Companies need to make sure that their information is secure. This is becoming increasingly difficult, especially when businesses have many remote workers all logging on to a company system from different locations, at different times. To ensure such security, many companies use authentication, the process of identifying a user before granting access to information, typically by a username or password. Two-factor authentication requires something that the user knows - which is the username and password – and a physical object that the user owns – which is either a hardware token (like the kind used to access online banking) or it can form part of an employee’s personal device (for example in the form of an app on a smartphone).

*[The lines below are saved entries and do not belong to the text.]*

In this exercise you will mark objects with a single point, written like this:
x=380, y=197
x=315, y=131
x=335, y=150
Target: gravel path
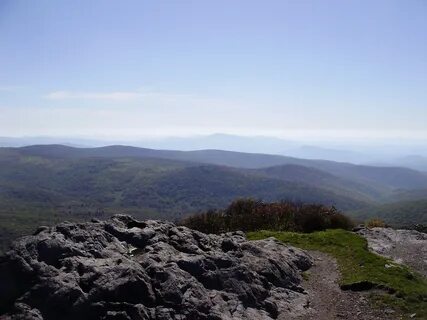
x=403, y=246
x=328, y=302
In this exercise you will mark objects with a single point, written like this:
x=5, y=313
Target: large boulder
x=129, y=269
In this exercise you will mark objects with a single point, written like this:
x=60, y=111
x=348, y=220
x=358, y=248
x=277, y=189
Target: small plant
x=375, y=223
x=252, y=215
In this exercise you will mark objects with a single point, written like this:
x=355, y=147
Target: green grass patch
x=405, y=290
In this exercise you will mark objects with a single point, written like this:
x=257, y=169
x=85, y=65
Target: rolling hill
x=49, y=183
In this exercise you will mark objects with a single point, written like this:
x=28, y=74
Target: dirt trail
x=329, y=302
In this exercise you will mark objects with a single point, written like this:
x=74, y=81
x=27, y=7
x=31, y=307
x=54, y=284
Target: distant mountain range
x=49, y=183
x=413, y=156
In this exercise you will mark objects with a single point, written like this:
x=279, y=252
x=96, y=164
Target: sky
x=289, y=69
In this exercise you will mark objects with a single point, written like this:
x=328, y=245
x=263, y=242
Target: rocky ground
x=403, y=246
x=128, y=269
x=328, y=302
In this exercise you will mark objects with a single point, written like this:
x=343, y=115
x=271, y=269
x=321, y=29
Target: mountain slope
x=385, y=179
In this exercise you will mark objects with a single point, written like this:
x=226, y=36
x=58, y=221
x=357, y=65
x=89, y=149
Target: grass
x=405, y=290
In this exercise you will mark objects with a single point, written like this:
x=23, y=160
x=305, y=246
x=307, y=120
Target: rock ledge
x=128, y=269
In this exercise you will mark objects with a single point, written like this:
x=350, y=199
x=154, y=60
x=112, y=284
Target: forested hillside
x=45, y=184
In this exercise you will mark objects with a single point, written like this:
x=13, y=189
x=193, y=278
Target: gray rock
x=129, y=269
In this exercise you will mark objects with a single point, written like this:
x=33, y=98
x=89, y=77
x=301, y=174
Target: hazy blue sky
x=287, y=68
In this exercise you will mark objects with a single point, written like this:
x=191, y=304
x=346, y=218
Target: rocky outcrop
x=129, y=269
x=403, y=246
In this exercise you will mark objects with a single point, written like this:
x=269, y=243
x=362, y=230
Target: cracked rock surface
x=128, y=269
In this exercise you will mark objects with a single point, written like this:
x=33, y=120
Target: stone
x=129, y=269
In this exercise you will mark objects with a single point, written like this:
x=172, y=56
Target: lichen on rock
x=128, y=269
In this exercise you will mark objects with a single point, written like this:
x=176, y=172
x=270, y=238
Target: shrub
x=375, y=223
x=254, y=215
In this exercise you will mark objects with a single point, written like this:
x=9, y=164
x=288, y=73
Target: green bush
x=253, y=215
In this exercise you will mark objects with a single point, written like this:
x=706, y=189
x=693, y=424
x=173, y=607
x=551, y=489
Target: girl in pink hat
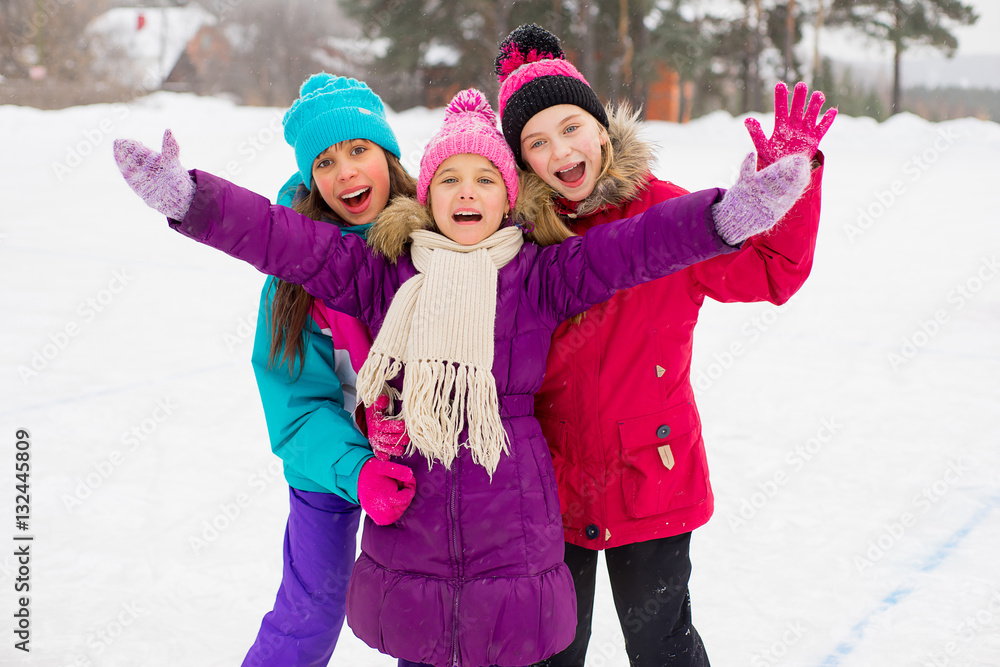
x=617, y=407
x=462, y=304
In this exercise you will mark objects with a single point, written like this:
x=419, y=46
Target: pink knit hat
x=470, y=126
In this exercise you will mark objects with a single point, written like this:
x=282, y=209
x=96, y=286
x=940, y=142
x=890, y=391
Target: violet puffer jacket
x=473, y=572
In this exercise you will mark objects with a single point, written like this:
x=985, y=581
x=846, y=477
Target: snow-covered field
x=853, y=434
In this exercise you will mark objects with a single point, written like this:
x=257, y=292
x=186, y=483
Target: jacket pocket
x=663, y=461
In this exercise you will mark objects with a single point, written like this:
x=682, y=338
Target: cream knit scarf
x=440, y=327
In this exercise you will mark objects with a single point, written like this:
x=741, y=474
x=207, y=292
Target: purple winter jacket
x=473, y=572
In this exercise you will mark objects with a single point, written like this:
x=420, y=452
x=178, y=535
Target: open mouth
x=573, y=174
x=356, y=199
x=466, y=217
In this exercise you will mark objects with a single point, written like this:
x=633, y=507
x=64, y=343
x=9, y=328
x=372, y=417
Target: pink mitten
x=759, y=199
x=158, y=178
x=387, y=436
x=795, y=132
x=385, y=490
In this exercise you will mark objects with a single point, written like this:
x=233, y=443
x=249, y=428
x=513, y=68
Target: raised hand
x=385, y=490
x=158, y=178
x=388, y=437
x=795, y=131
x=759, y=199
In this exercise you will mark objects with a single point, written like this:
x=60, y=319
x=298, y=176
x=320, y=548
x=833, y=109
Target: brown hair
x=291, y=305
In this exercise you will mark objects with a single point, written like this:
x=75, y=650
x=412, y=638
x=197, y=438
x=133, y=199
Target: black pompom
x=525, y=44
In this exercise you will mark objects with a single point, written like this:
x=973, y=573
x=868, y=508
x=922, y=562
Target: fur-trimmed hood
x=632, y=158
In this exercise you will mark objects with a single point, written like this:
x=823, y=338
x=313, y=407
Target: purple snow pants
x=320, y=542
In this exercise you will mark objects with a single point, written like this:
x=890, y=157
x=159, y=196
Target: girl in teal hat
x=306, y=359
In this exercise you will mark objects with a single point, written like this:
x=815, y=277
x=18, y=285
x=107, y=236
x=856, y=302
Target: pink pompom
x=471, y=100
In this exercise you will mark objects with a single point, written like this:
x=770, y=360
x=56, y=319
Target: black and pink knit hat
x=535, y=75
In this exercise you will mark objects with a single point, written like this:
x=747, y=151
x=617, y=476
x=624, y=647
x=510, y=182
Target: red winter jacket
x=617, y=407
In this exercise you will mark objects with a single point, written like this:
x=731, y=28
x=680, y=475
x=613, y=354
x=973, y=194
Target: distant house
x=142, y=47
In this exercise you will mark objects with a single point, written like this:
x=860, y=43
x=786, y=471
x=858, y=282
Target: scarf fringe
x=373, y=378
x=443, y=398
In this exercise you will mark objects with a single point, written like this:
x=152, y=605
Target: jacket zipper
x=456, y=545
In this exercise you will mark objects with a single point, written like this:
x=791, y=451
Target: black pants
x=649, y=582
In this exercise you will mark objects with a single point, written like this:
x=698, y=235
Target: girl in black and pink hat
x=617, y=407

Authentication companies offer different methods to customers. Many of these companies manufacture and send pre-programed tokens with their corresponding seed records: secret keys that are used to create a series of digits on devices to be used as a method of authentication when logging on remotely. However, the pre-programed service has a fundamental flaw within the architecture of the authentication technology. As the secret keys (seed records) are generated prior to the customer needing them, and not on demand as end users enrol their phones, the authentication company is required to store customer seed records on file, which poses a significant safety risk. As long as some authentication companies continue to hold these secret keys, governments can legally request copies of them and could delve into company data unbeknown to the business. With this method, users also have to store a seed record on their device; so what happens when the user’s phone gets passed on or lost? If the seed record is still on the device, then the individual’s corporate identity goes with it.

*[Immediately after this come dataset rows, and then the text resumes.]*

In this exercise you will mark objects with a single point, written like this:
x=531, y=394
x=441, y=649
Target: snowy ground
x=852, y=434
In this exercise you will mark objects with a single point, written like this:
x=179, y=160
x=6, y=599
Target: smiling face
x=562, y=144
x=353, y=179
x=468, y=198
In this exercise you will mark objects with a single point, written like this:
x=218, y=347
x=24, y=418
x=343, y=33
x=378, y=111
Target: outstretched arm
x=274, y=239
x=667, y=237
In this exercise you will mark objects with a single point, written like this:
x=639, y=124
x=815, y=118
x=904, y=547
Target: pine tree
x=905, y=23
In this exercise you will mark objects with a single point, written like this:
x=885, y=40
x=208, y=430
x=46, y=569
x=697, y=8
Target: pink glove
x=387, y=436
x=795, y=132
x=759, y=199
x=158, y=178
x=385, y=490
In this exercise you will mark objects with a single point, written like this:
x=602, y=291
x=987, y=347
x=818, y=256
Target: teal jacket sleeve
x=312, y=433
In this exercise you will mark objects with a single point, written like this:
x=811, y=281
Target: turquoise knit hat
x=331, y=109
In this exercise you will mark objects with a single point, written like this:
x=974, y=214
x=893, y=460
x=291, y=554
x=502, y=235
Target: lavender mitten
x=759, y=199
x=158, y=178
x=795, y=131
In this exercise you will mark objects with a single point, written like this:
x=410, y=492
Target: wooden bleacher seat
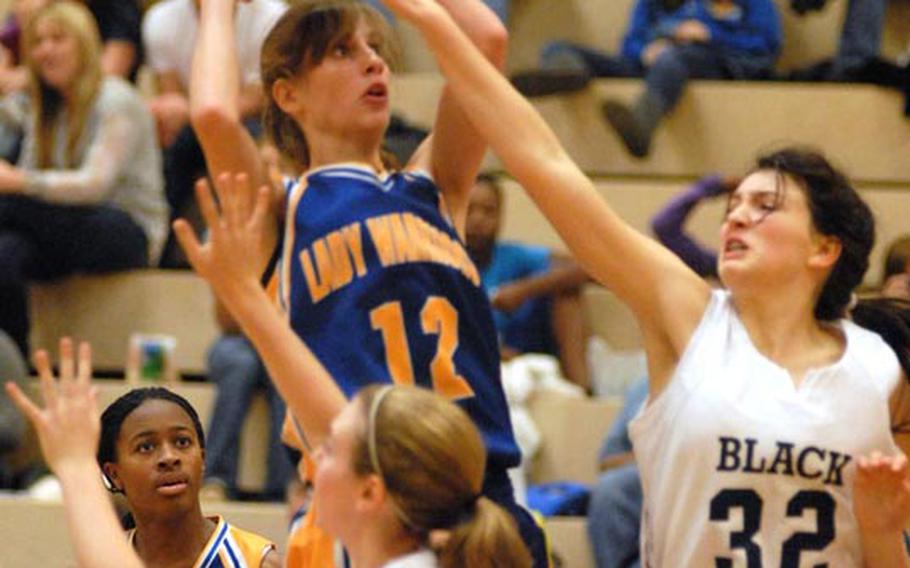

But it is the seed records stored by the authentication companies that allow other organisations to legally access company data. Different cases have brought cause for concern in recent times, from government authorities being able to access company data without the knowledge of company’s customers, to millions of seed records being compromised after a successful attack on the authentication company.

This level of security breach is completely unnecessary and can be easily avoided. It is possible to create seed records without the authentication provider needing to store them at all because the seed records can be split into two sections. Half of the record can be created when enrolling and only stored on the customer’s own server and user device; the other half is derived from the finger print of the user’s device and passed back to server at enrol. Each time a pass code is required by the user, the device decrypts the first part and then re-fingerprints the device to derive the second part. These seed records are only ever known to the local security server that resides within the customer’s own computer room and only part known to the end user’s device. Therefore, the authentication provider never even knows what the secret keys are.

By operating this way, authentication companies cannot give out copies of seed records to government authorities or any other organisations, because the records simply won’t be in their possession. This technology shouldn’t overwhelm business leaders. Put simply, it stops data breaches which can otherwise be easily achieved, and have catastrophic effects on a business.

If you liken this situation to a security scenario that everyone is familiar with, for instance home security, you can see how safe this technology is. Nobody would ever invest in a house alarm system and keep the pre-loaded code that the alarm comes with. Everybody resets the code so that they have a combination of digits which only they know, because it offers higher home security.

The reality is that there will only ever be more devices to access information on, so the need to protect company data and corporate identity is higher than ever. Businesses are right to be concerned about what data government authorities can obtain; but invest in the right security technology and this concern can be dramatically reduced. Failure to look into how the technology works could mean that you are paying for a security solution which isn’t actually secure at all.